A turma confirmou a sentença de primeira instância: considerou legítima a exclusão do parceiro pela plataforma. No exame preliminar, foi rejeitada a alegação de cerceamento de defesa formulada pelo motorista. O colegiado entendeu que o magistrado pode indeferir diligências consideradas desnecessárias e que a prova documental apresentada pela plataforma (prints) era idônea para demonstrar as condutas apontadas pelos passageiros.

No mérito, os julgadores reconheceram que o motorista violou expressamente normas de conduta aceitas ao aderir ao serviço, envolvendo discriminação por raça e atitudes agressivas. Diante da comprovação da quebra de confiança e do potencial de risco à segurança, a exclusão foi qualificada como exercício regular de direito da empresa e não ensejou obrigação de reativação da conta nem indenização ao parceiro.
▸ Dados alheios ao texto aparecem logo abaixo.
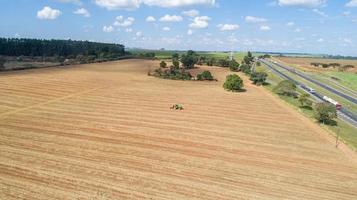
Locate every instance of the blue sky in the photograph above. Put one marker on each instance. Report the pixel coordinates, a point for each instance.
(311, 26)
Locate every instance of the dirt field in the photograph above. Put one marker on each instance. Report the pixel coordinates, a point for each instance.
(305, 63)
(105, 131)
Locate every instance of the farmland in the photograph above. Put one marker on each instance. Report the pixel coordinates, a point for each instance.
(105, 131)
(304, 63)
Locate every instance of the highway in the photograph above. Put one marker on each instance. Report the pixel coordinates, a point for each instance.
(300, 74)
(343, 114)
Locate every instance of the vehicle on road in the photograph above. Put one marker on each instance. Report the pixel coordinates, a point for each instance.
(309, 89)
(330, 100)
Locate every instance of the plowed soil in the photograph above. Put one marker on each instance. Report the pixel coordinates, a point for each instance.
(105, 131)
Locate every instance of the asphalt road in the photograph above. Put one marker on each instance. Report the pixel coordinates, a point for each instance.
(343, 114)
(339, 93)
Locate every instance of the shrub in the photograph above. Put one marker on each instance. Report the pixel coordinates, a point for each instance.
(286, 88)
(325, 65)
(233, 83)
(305, 100)
(325, 112)
(189, 59)
(234, 66)
(163, 64)
(223, 63)
(176, 64)
(206, 75)
(2, 63)
(258, 78)
(245, 68)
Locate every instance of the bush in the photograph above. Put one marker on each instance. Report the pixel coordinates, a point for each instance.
(2, 63)
(325, 113)
(163, 64)
(234, 66)
(206, 75)
(245, 68)
(233, 83)
(258, 78)
(305, 100)
(176, 64)
(173, 74)
(286, 88)
(189, 59)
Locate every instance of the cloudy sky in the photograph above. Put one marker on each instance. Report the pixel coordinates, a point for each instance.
(311, 26)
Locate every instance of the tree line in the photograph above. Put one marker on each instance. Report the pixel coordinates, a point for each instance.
(61, 48)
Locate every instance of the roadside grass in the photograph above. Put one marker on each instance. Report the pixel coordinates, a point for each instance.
(346, 132)
(335, 83)
(347, 79)
(345, 103)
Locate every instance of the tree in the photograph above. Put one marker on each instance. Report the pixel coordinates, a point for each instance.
(233, 83)
(305, 100)
(176, 64)
(211, 61)
(315, 64)
(175, 56)
(325, 65)
(2, 63)
(334, 65)
(223, 62)
(325, 112)
(234, 65)
(286, 88)
(205, 75)
(248, 59)
(258, 78)
(163, 64)
(345, 67)
(245, 68)
(189, 59)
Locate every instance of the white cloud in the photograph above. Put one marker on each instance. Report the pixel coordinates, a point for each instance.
(150, 19)
(302, 3)
(82, 11)
(171, 18)
(228, 27)
(265, 28)
(252, 19)
(119, 4)
(191, 13)
(346, 13)
(124, 22)
(200, 22)
(352, 3)
(179, 3)
(134, 4)
(317, 11)
(108, 29)
(139, 34)
(290, 24)
(347, 40)
(48, 13)
(77, 2)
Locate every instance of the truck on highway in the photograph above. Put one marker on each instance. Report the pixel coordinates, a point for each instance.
(309, 89)
(330, 100)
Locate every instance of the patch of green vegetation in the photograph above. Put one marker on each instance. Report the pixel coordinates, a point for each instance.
(233, 83)
(346, 79)
(346, 132)
(345, 103)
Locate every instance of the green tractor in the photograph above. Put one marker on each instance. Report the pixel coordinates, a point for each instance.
(176, 107)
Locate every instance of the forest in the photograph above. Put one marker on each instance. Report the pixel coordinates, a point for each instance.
(61, 48)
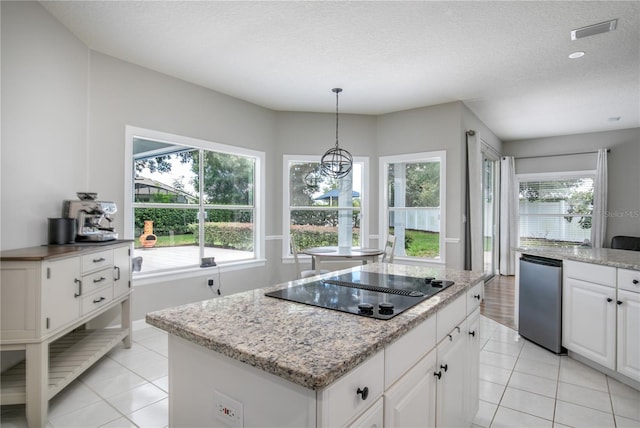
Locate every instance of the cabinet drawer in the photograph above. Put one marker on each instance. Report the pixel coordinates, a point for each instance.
(96, 261)
(96, 280)
(629, 280)
(96, 300)
(450, 316)
(340, 402)
(605, 275)
(474, 297)
(402, 354)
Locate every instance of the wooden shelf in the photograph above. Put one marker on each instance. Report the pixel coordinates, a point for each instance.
(69, 357)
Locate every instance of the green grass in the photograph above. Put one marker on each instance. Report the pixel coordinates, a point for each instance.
(422, 244)
(172, 241)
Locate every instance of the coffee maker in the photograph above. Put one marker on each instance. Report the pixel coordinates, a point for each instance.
(93, 218)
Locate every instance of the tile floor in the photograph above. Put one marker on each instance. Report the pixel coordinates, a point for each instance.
(521, 385)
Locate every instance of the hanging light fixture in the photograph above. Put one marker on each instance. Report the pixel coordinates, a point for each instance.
(336, 162)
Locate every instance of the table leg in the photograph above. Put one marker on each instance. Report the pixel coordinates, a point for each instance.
(37, 378)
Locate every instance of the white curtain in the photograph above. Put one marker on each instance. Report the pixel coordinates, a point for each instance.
(599, 219)
(508, 215)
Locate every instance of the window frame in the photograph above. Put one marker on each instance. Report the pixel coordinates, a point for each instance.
(383, 214)
(132, 132)
(287, 208)
(551, 176)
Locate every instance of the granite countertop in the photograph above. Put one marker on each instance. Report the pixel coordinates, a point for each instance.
(50, 252)
(307, 345)
(602, 256)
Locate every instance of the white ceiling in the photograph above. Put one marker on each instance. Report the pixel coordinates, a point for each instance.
(507, 61)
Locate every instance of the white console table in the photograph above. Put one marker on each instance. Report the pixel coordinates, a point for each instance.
(48, 294)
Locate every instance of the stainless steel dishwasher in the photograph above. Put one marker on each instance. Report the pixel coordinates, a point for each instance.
(540, 302)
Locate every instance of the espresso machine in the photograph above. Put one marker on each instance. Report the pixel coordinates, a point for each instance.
(93, 218)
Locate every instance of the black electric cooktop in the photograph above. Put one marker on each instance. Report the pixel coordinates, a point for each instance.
(373, 295)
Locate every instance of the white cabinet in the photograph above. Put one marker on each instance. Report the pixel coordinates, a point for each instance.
(472, 389)
(451, 368)
(61, 288)
(48, 295)
(411, 401)
(628, 361)
(589, 312)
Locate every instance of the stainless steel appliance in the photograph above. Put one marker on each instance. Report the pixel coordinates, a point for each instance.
(93, 218)
(540, 302)
(374, 295)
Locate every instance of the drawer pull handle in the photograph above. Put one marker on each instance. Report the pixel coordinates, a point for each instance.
(79, 293)
(364, 392)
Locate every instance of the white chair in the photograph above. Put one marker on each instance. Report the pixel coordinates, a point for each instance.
(389, 249)
(302, 273)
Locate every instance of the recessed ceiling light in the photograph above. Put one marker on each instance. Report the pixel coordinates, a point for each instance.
(592, 30)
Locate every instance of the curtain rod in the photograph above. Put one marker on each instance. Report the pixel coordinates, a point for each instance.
(561, 154)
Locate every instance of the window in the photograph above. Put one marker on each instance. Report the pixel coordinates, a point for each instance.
(555, 210)
(191, 200)
(320, 211)
(412, 208)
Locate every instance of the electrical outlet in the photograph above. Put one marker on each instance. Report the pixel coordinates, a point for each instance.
(228, 410)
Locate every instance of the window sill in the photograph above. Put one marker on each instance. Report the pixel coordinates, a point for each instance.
(193, 272)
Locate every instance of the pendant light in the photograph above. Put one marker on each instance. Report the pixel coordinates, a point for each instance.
(336, 162)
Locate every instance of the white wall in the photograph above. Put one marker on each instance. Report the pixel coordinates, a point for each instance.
(623, 202)
(44, 122)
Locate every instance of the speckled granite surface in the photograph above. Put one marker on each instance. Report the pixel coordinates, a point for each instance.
(307, 345)
(602, 256)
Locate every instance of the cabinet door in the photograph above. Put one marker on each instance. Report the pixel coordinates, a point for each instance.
(411, 401)
(61, 291)
(473, 366)
(121, 271)
(452, 365)
(372, 418)
(588, 321)
(629, 334)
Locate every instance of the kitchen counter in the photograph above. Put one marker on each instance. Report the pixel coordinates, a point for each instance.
(309, 346)
(602, 256)
(52, 252)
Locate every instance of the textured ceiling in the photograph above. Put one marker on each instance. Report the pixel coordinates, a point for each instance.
(507, 61)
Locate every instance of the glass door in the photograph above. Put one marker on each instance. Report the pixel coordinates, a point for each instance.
(489, 213)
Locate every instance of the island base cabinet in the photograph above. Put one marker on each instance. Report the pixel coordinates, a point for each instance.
(411, 402)
(198, 375)
(589, 321)
(451, 370)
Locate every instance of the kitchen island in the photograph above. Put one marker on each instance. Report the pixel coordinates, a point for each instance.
(253, 360)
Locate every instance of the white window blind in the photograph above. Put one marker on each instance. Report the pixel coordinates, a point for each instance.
(555, 211)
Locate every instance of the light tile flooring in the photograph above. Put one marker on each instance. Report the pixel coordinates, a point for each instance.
(521, 385)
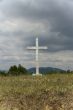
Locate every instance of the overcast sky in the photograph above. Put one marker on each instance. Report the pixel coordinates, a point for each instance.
(21, 21)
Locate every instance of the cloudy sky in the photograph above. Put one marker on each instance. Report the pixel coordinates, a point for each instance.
(21, 21)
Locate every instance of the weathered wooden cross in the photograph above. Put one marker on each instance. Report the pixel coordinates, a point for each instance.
(37, 48)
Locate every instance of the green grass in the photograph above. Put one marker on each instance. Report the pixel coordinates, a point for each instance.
(36, 93)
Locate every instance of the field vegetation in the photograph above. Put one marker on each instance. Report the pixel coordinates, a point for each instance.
(25, 92)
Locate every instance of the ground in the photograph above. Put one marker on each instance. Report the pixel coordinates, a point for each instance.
(50, 92)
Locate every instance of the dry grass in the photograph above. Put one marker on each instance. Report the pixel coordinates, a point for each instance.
(51, 92)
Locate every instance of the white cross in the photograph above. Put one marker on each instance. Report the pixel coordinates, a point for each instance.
(37, 48)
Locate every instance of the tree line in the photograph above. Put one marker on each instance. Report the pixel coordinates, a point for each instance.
(15, 70)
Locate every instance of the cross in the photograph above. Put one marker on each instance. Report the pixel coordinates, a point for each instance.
(37, 48)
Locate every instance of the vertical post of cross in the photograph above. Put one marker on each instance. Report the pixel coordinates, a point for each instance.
(37, 48)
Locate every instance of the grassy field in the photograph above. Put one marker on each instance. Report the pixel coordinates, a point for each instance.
(50, 92)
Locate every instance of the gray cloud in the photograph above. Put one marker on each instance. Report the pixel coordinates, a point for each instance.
(22, 20)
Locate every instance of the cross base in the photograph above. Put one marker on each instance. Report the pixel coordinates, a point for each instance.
(37, 74)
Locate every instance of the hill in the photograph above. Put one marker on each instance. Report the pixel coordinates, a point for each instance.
(44, 70)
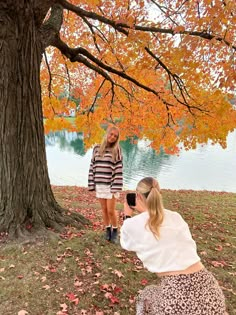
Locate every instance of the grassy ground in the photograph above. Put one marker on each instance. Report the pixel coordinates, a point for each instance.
(80, 273)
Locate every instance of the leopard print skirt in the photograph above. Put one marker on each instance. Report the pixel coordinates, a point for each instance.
(191, 294)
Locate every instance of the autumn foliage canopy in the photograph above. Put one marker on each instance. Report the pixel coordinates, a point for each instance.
(163, 70)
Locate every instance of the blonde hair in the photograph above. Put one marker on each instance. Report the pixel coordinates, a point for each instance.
(114, 147)
(149, 188)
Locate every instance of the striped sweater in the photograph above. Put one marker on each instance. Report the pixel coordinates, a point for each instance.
(104, 171)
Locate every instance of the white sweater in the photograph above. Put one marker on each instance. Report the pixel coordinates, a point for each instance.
(174, 250)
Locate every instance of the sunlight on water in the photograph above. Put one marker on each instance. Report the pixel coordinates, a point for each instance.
(206, 168)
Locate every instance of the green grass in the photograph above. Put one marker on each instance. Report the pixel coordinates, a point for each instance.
(81, 272)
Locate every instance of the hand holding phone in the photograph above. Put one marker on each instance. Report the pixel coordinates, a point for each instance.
(131, 199)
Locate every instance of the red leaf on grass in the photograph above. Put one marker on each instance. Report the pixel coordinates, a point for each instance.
(144, 281)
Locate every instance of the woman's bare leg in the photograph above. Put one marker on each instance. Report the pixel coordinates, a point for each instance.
(111, 210)
(105, 215)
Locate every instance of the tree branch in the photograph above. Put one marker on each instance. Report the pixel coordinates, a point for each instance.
(122, 27)
(52, 26)
(77, 54)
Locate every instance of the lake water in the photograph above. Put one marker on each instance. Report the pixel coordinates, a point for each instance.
(206, 168)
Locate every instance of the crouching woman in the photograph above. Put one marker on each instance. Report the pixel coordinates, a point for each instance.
(163, 242)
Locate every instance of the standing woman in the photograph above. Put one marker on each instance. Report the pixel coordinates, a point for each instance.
(106, 178)
(163, 242)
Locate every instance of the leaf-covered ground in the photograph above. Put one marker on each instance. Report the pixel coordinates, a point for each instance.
(80, 273)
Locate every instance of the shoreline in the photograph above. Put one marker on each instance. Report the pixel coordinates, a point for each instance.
(164, 190)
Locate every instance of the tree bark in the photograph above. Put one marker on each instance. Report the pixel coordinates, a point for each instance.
(25, 192)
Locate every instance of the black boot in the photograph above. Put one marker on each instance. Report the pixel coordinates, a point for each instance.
(114, 236)
(108, 233)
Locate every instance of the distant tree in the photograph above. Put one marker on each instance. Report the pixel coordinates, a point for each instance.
(157, 76)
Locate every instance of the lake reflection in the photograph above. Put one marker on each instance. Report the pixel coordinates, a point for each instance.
(206, 168)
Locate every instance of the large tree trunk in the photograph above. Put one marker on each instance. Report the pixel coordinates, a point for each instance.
(25, 191)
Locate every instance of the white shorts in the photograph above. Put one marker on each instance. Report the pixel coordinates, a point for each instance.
(104, 192)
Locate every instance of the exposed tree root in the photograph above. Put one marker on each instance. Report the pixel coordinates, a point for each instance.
(43, 224)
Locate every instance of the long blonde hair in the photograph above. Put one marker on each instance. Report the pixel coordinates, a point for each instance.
(114, 147)
(149, 188)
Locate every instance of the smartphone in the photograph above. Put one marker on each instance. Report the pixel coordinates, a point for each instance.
(131, 199)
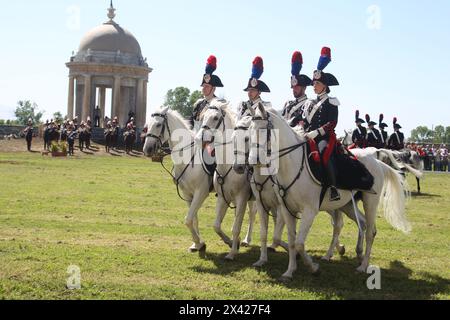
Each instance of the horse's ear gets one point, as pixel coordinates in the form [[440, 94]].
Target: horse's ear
[[252, 111], [263, 110]]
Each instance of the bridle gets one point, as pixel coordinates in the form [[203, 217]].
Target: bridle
[[165, 125], [282, 191]]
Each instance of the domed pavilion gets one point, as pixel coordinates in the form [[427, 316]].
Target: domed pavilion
[[109, 57]]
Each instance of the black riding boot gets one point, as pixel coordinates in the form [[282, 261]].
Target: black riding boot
[[334, 194]]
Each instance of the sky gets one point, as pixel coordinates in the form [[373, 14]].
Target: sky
[[390, 57]]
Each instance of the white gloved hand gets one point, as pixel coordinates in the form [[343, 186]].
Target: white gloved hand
[[312, 135]]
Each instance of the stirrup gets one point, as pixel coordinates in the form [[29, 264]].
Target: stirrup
[[336, 196]]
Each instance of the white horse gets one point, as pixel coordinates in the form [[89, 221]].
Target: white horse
[[300, 194], [189, 175], [406, 160], [232, 189], [268, 202]]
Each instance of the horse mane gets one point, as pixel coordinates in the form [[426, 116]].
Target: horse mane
[[226, 108], [180, 118]]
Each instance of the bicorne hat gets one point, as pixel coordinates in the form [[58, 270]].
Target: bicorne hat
[[257, 71], [209, 77]]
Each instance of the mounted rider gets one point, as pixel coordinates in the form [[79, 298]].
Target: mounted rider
[[209, 84], [373, 135], [320, 120], [360, 133], [383, 133], [293, 110], [254, 89], [397, 139]]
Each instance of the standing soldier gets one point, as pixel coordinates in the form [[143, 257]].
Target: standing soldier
[[71, 136], [321, 118], [397, 139], [360, 133], [29, 134], [383, 134], [373, 135], [293, 110], [254, 89], [209, 84]]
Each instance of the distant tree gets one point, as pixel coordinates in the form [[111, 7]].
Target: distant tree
[[58, 117], [195, 96], [421, 134], [447, 134], [439, 134], [27, 110], [181, 100]]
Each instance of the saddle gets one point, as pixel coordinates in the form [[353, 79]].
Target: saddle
[[351, 174]]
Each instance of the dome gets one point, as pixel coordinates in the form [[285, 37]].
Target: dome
[[110, 37]]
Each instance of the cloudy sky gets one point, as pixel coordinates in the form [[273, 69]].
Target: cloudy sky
[[391, 57]]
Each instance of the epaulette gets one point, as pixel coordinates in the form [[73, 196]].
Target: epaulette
[[334, 102]]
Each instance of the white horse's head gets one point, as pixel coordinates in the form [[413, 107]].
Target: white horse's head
[[260, 133], [158, 132], [241, 142]]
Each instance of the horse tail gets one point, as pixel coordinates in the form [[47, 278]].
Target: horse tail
[[394, 196], [418, 174], [397, 165]]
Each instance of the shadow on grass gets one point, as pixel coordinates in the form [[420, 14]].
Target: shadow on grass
[[425, 195], [337, 279]]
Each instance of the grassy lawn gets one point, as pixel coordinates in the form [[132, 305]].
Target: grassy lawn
[[119, 219]]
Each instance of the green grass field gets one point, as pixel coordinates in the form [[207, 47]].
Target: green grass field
[[119, 219]]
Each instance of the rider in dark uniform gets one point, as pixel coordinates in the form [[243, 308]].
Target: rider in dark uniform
[[321, 117], [293, 110], [360, 133], [384, 135], [29, 134], [397, 139], [373, 135], [209, 84], [254, 89]]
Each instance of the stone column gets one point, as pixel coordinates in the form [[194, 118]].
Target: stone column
[[71, 97], [102, 98], [86, 98], [140, 106], [144, 111], [116, 97]]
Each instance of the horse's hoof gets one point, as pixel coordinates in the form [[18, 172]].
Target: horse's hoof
[[361, 269], [315, 271], [245, 244], [259, 264], [229, 258], [285, 279]]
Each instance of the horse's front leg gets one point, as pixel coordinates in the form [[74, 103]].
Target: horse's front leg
[[338, 222], [278, 232], [221, 210], [192, 221], [252, 215], [264, 225], [291, 223], [307, 221], [241, 205]]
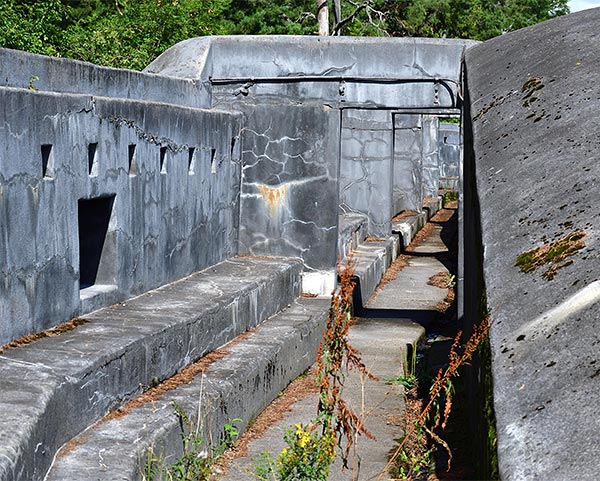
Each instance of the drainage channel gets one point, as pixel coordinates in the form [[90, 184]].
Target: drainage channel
[[407, 302]]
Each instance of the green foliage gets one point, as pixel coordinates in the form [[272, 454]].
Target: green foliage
[[265, 17], [554, 254], [197, 459], [408, 381], [308, 457], [312, 448], [449, 196], [132, 33], [34, 25]]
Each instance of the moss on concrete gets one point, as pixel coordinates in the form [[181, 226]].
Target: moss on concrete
[[555, 254]]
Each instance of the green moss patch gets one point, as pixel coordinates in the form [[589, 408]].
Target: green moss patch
[[554, 254]]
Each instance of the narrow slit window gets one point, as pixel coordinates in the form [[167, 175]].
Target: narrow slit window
[[233, 145], [93, 220], [132, 161], [92, 160], [163, 160], [213, 161], [47, 161], [191, 160]]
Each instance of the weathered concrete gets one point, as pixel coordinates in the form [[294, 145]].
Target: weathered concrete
[[384, 334], [54, 388], [273, 79], [240, 385], [50, 74], [366, 167], [534, 111], [371, 260], [408, 163], [68, 163], [289, 181], [352, 232], [449, 151]]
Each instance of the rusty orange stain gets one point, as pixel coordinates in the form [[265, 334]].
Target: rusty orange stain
[[273, 196]]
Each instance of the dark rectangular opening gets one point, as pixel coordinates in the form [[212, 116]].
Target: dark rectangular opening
[[133, 169], [163, 158], [191, 160], [92, 159], [232, 148], [93, 217], [47, 167], [213, 161]]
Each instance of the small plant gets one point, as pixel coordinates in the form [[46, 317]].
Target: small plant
[[32, 80], [195, 464], [408, 381], [312, 448], [308, 457]]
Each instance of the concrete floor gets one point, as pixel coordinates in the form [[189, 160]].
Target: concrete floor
[[394, 318]]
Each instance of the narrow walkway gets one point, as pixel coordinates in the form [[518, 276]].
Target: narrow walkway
[[393, 319]]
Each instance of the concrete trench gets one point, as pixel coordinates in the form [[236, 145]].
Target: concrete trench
[[234, 171]]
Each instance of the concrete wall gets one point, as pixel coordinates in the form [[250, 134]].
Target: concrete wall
[[158, 211], [449, 151], [366, 167], [536, 169], [345, 74], [142, 188]]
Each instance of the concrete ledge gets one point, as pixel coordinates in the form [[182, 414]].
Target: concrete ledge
[[352, 232], [240, 385], [54, 388], [371, 261], [408, 227], [432, 206]]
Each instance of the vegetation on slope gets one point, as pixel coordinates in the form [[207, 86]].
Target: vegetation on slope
[[132, 33]]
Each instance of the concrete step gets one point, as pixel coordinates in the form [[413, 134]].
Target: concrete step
[[371, 260], [239, 385], [54, 388]]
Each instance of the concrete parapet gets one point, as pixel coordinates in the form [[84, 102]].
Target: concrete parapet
[[408, 227], [117, 195], [371, 260], [54, 388], [50, 74], [352, 232]]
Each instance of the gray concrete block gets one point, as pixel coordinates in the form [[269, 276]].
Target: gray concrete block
[[240, 385], [79, 376], [352, 232], [534, 127], [371, 260], [82, 160], [408, 227]]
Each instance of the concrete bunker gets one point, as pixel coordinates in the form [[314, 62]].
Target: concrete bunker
[[264, 124], [97, 261]]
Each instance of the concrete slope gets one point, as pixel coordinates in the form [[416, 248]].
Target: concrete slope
[[534, 102], [384, 332], [52, 389]]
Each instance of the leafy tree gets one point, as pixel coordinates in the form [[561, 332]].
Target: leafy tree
[[32, 25], [132, 33], [268, 17]]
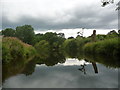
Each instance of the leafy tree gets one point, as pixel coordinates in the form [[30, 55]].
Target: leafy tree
[[43, 48], [25, 33], [70, 47], [112, 34], [8, 32]]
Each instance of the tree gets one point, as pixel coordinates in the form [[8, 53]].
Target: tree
[[8, 32], [43, 48], [25, 33]]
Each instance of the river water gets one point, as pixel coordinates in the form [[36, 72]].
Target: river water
[[72, 73]]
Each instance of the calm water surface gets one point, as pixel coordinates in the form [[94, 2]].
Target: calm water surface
[[70, 74]]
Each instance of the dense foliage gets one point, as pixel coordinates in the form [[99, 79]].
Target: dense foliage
[[45, 44], [14, 49]]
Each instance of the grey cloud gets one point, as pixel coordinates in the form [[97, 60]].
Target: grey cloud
[[89, 17]]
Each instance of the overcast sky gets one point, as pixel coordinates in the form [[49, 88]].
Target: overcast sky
[[59, 14]]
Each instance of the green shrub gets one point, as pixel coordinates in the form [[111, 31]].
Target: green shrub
[[106, 47], [14, 49]]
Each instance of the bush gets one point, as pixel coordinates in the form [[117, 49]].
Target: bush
[[14, 49], [106, 47]]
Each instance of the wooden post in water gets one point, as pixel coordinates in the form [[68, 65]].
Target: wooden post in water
[[94, 40]]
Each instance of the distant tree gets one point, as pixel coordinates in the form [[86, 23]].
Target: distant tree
[[25, 33], [43, 48], [71, 37], [61, 35], [112, 34], [106, 2], [8, 32]]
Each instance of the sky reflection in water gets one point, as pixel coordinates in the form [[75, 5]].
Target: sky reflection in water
[[66, 75]]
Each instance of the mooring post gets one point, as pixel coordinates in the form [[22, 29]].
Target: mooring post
[[94, 36], [94, 40]]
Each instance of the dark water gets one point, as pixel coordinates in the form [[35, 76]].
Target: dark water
[[64, 73]]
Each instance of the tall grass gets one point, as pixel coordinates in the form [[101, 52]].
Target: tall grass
[[14, 49], [108, 47]]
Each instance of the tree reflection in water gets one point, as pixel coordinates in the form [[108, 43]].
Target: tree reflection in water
[[27, 68]]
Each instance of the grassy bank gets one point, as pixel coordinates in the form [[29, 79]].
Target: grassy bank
[[14, 49]]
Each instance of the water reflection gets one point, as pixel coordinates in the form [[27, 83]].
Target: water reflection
[[65, 72]]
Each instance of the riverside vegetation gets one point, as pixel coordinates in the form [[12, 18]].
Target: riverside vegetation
[[23, 44]]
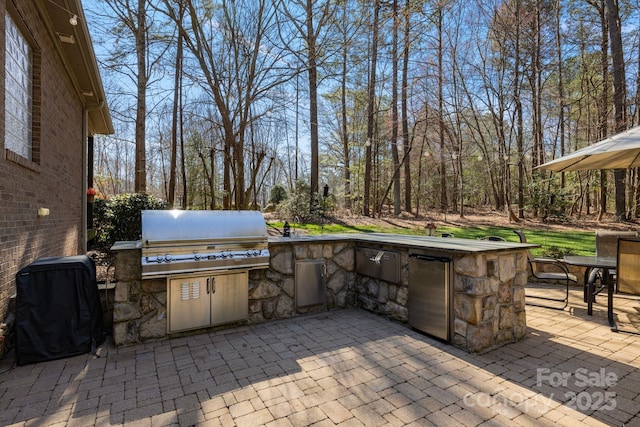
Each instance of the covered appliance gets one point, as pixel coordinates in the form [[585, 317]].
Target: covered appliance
[[175, 241], [58, 310], [205, 257], [430, 295]]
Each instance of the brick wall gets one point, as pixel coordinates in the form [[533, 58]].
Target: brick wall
[[55, 180]]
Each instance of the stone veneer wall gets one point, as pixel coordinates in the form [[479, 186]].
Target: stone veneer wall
[[140, 307], [488, 301]]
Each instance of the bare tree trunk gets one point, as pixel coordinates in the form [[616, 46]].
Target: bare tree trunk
[[394, 112], [619, 96], [561, 101], [371, 108], [140, 183], [405, 113], [520, 127], [345, 131], [174, 118], [444, 205]]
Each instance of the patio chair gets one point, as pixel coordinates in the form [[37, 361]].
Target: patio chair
[[606, 246], [628, 271], [494, 238], [560, 274]]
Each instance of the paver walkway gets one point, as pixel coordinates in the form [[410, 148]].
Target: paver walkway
[[346, 368]]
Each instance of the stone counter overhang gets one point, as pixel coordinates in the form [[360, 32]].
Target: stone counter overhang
[[488, 286]]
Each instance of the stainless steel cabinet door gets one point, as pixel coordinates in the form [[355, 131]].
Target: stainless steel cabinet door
[[189, 303], [229, 297]]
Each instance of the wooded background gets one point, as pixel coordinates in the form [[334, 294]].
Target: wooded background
[[395, 105]]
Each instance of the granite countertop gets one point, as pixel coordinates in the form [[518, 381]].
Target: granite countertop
[[422, 242]]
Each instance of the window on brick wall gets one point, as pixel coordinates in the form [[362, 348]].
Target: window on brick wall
[[19, 92]]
Base normativa e precedentes

  • Art. 5º, CF/88 — proteção à dignidade da pessoa humana e vedação à discriminação, fundamento constitucional para combate ao racismo.
  • Lei 8.078/1990 (CDC) — responsabilidade por falha na prestação de serviços, dever de informação e proteção da segurança do consumidor; aplicação subsidiária nas relações com plataformas.
  • Lei 12.965/2014 (Marco Civil da Internet) — disciplina sobre atuação de provedores de aplicações na internet e tratamento de conteúdos e condutas; relevante para limites de responsabilização e medidas internas.
  • Código Civil, Lei 10.406/2002 — princípios contratuais gerais (autonomia da vontade, boa-fé objetiva) aplicáveis aos termos de adesão e às regras internas das plataformas.
  • Regulamentos internos e termos de uso da plataforma — instrumentos contratuais que delimitam condutas vedadas e poderes de exclusão do parceiro; sua força sunstancial foi considerada pelo tribunal.
  • Jurisprudência consolidada do tribunal — precedentes que reconhecem a prerrogativa de provedores em adotar medidas de segurança diante de condutas que coloquem em risco usuários e a própria atividade.

Impacto prático

  • Advogados de motoristas e colaboradores de plataformas devem atentar para a necessidade de contestar de forma concreta as provas apresentadas pela empresa: prints e relatos de usuários foram admitidos como aptos a demonstrar condutas graves.
  • Plataformas ganham respaldo para aplicar políticas internas de segurança quando houver indícios de discriminação ou ameaça, reduzindo o risco de ter que reativar perfis imediatamente ou indenizar parceiros, desde que observem mínimas condições probatórias.
  • Para consumidores e passageiros, a decisão reforça mecanismos de proteção frente a condutas discriminatórias, validando a adoção de políticas internas que proíbam expressamente racismo e violência.
  • Processos pendentes contra descredenciamentos por condutas graves poderão ter o precedente do TJ/MG como parâmetro regional para a validade de provas digitais e para a interpretação dos termos de uso.

O que observar

  • Prova e contraditório: apesar da aceitação dos prints, permanece aberta a questão sobre o mínimo probatório exigível para exclusão definitiva; advogados deverão requerer cadeia de custódia e esclarecimentos sobre origem e integridade das evidências digitais.
  • Possibilidade de modulação e recursos: decisões de câmaras locais podem ser revistas em instâncias superiores; é cabível recurso conforme as hipóteses do Código de Processo Civil (Lei 13.105/2015), inclusive para discutir a interpretação normativa aplicável às plataformas.
  • Riscos regulatórios e reputacionais: empresas devem equilibrar prova e procedimento interno para evitar alegações de arbitrariedade; políticas claras, comunicação ao parceiro e registros internos robustos reduzem litígios.
  • Interseção com legislação antidiscriminatória: condutas com teor racista podem ensejar também apuração criminal (racismo é crime imprescritível por atentar contra direitos fundamentais), devendo operadores do direito considerar desdobramentos extracontratuais.

Em suma, o acórdão do TJ/MG reforça que, no contexto das plataformas digitais de transporte, a violação comprovada de normas internas de conduta e atos discriminatórios autoriza a exclusão do parceiro como exercício regular de direito, desde que lastreada em prova idônea. O caso sublinha a centralidade da prova digital e a necessidade de procedimentos internos diligentes para que a medida seja juridicamente sustentável.